Quatre désistements à une semaine de l’ouverture

Le jeudi 3 septembre, quatre entreprises américaines ont fait savoir qu’elles ne viendraient pas. Outre les deux poids lourds fondés par Elon Musk et Jeff Bezos, les start-up Stoke Space et Starcloud ont également renoncé, selon les informations recueillies par l’AFP auprès du ministère français de l’Enseignement supérieur, de la Recherche et de l’Espace.

La réaction du ministère ne laisse guère de doute sur son interprétation. « Il est difficile de ne pas faire de lien avec les rumeurs de pression », a-t-il indiqué à l’AFP, tout en réaffirmant sa volonté de continuer à travailler avec les partenaires américains.

Ce que rapporte Politico

L’origine de ces rumeurs est un article du site américain Politico, publié le même jour. Selon lui, un service de la Maison-Blanche a passé un appel téléphonique à plusieurs entreprises spatiales, dont SpaceX, au cours duquel il apparaissait que l’administration décourageait la participation au sommet parisien. L’argument avancé : une présence à Paris « pourrait être perçue comme un soutien tacite aux positions politiques de l’Union européenne ».

Politico précise s’appuyer sur trois sources anonymes — deux liées aux entreprises spatiales, une évoluant dans la sphère politique.

Sollicité par l’AFP, un responsable du Bureau de la politique scientifique et technologique de la Maison-Blanche a écarté toute idée de rupture, affirmant que l’administration continue de collaborer avec ses alliés dans le domaine spatial et se réjouissant par avance des échanges attendus au sommet sur les missions scientifiques, l’exploration et la sécurité spatiale.

Ce que le sommet cherche vraiment à régler

Au-delà de l’épisode diplomatique, les sujets à l’ordre du jour sont concrets — et urgents. Les chiffres avancés par les organisateurs donnent la mesure du problème : 321 lancements orbitaux ont été recensés en 2025, le nombre de satellites lancés a été multiplié par dix en une décennie, et plus de 14 000 satellites actifs occupent aujourd’hui l’orbite terrestre.

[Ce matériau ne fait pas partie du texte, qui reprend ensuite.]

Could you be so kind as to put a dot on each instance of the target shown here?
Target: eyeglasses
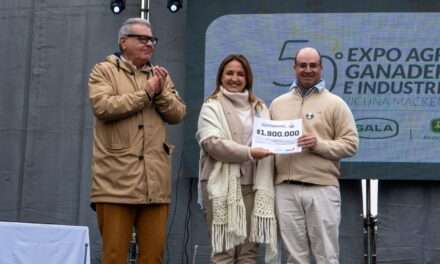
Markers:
(144, 39)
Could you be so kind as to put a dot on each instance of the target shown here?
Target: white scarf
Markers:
(224, 189)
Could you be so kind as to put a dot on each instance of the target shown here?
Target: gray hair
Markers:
(125, 28)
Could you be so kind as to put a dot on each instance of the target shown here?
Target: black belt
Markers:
(299, 183)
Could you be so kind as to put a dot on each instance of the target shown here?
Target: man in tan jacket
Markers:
(308, 200)
(132, 101)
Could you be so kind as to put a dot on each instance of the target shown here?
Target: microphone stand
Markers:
(370, 228)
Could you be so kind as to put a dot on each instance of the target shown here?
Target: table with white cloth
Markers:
(24, 243)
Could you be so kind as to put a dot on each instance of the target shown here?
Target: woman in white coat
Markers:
(236, 179)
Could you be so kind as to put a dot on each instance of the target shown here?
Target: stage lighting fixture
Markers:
(117, 6)
(174, 5)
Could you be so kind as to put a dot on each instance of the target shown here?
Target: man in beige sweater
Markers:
(308, 200)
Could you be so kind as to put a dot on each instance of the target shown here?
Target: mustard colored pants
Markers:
(115, 223)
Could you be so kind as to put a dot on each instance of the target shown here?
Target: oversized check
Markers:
(278, 136)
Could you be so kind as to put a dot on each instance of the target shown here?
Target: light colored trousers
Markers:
(115, 223)
(309, 217)
(245, 253)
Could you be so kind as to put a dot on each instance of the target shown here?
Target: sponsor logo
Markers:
(435, 125)
(377, 128)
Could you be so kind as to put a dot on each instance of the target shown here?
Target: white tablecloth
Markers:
(22, 243)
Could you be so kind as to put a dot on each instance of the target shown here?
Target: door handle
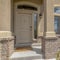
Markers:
(30, 26)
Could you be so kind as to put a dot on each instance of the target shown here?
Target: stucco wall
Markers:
(33, 1)
(57, 2)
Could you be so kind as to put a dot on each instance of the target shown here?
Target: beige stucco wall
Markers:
(33, 1)
(56, 2)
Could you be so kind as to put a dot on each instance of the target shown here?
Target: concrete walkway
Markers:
(34, 54)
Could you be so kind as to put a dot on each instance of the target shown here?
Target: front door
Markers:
(23, 27)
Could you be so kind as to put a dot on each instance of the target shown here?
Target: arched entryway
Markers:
(25, 22)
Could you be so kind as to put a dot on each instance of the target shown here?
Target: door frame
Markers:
(28, 11)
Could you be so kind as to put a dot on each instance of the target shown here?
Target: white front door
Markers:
(23, 27)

Cette accumulation soulève des questions qui ne peuvent se traiter qu’à l’échelle internationale : la régulation du trafic spatial, la sécurité des infrastructures orbitales, la gestion des fréquences, l’encadrement des mégaconstellations et le problème croissant des débris. Ce sont précisément les domaines où l’absence des deux principaux opérateurs de constellations se fait le plus sentir.

Le sommet aborde aussi la dimension de défense — l’espace étant désormais considéré comme un milieu de conflictualité à part entière —, les enjeux économiques, l’observation de la Terre et la coopération scientifique.

L’enjeu européen en filigrane

L’initiative, voulue par Emmanuel Macron, est pilotée par le général Philippe Adam avec l’appui du CNES. Elle est portée par deux envoyés spéciaux : l’astronaute Thomas Pesquet, aujourd’hui à l’ESA, et l’entrepreneure Hélène Huby, fondatrice de The Exploration Company.

La France entend profiter de ce rendez-vous pour plaider une plus grande autonomie européenne dans un secteur où le Vieux Continent investit très nettement moins que les États-Unis. Des annonces de programmes européens sont attendues au cours des deux journées.

Le désistement américain illustre à sa manière la difficulté de l’exercice : réguler collectivement un domaine dont les acteurs les plus puissants relèvent d’une poignée d’entreprises privées, elles-mêmes étroitement liées à leur État d’origine.